God help the poor souls who have to moderate its comboxes.
That matter aide, I’d have to say it’s long, long overdue. To think that internet liturgy wisdom for the past decade has been perceived to be the sole domain of slavish translators and such is truly absurd.
Fr Anthony Ruff on the effort:
This blog arose from our sense that the conversation needs to broadened, deepened, redirected. Moderate and progressive voices need to be in dialogue with zealous traditional voices. The “spiritual import” which is the “real nature of the liturgy” needs to be reemphasized. The fundamental pastoral intent of the Second Vatican Council, and of the larger ecumenical liturgical movement of that era, needs to be restated, refined, defended.
Some will ask, Is this to be a liberal blog? Well, what else would you expect from Collegeville?! But more needs to be said than that. If liberal means open-minded, self-questioning, ecumenical, attentive to contemporary culture, and avoidant of romantic nostalgia, then we surely hope to be liberal. But if liberal means yesterday’s progressivism, yesterday’s ideals as if the culture and the churches haven’t changed dramatically since the 1970s or 1980s, then we hope to be not at all liberal. Those in the “old guard,” if there be such, can expect to be challenged and engaged.

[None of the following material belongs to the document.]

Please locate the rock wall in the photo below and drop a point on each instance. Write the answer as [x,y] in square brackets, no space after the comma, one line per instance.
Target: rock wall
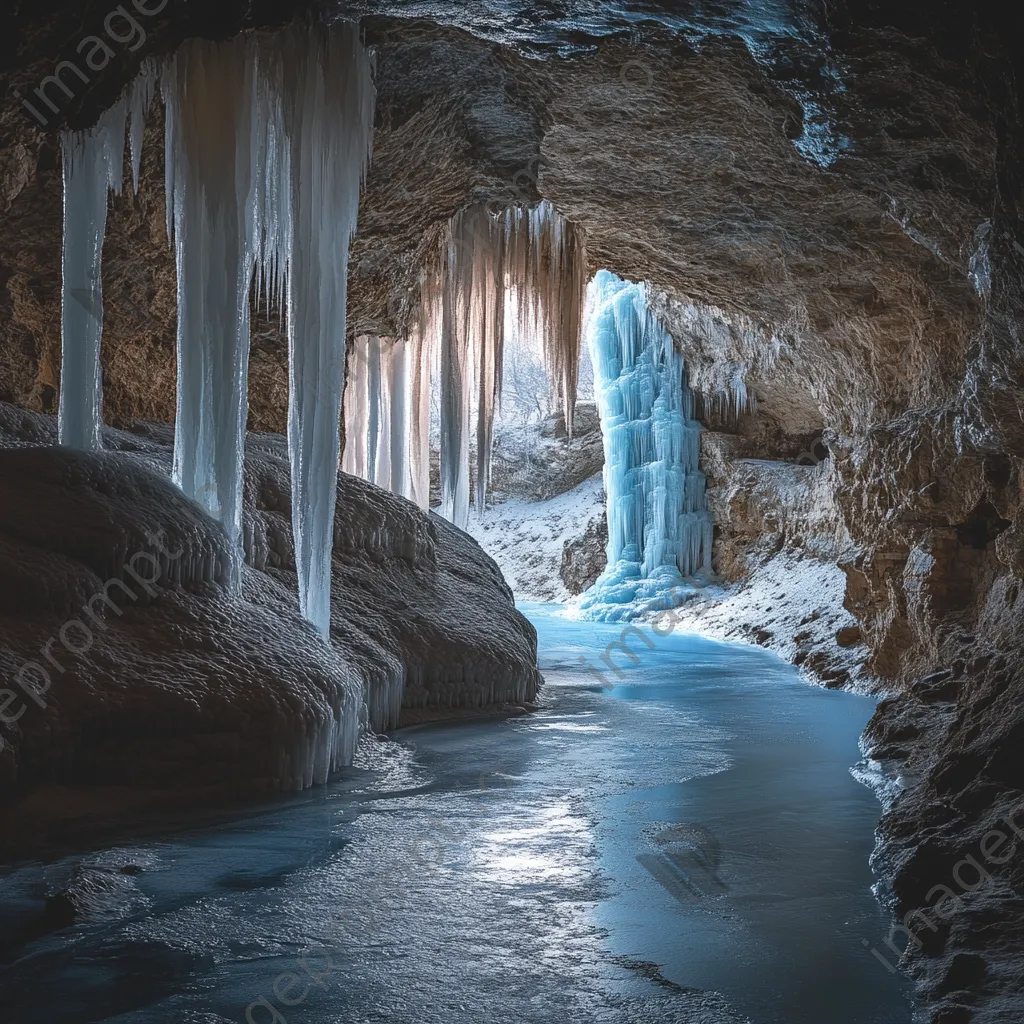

Few enough commenters and bloggers press me on liturgy. Many of my critics seem to confine themselves to the judgment, “Those who are not with us are against us,” dismissing the proper nuances one must bring to any serious and sensible commentary on liturgy.
I like Fr Ruff’s last two sentences. Being schooled in the 80’s and serving the Church for the past two decades, I would say that progressives have largely left behind the nonsense of the worst of the implementation era. Too bad the detractors of the reform have chosen to stay stuck complaining about clowns, tie-dye, and polyester. Or was it burlap?
That lots of readers there will be challenged and engaged: this is a good thing.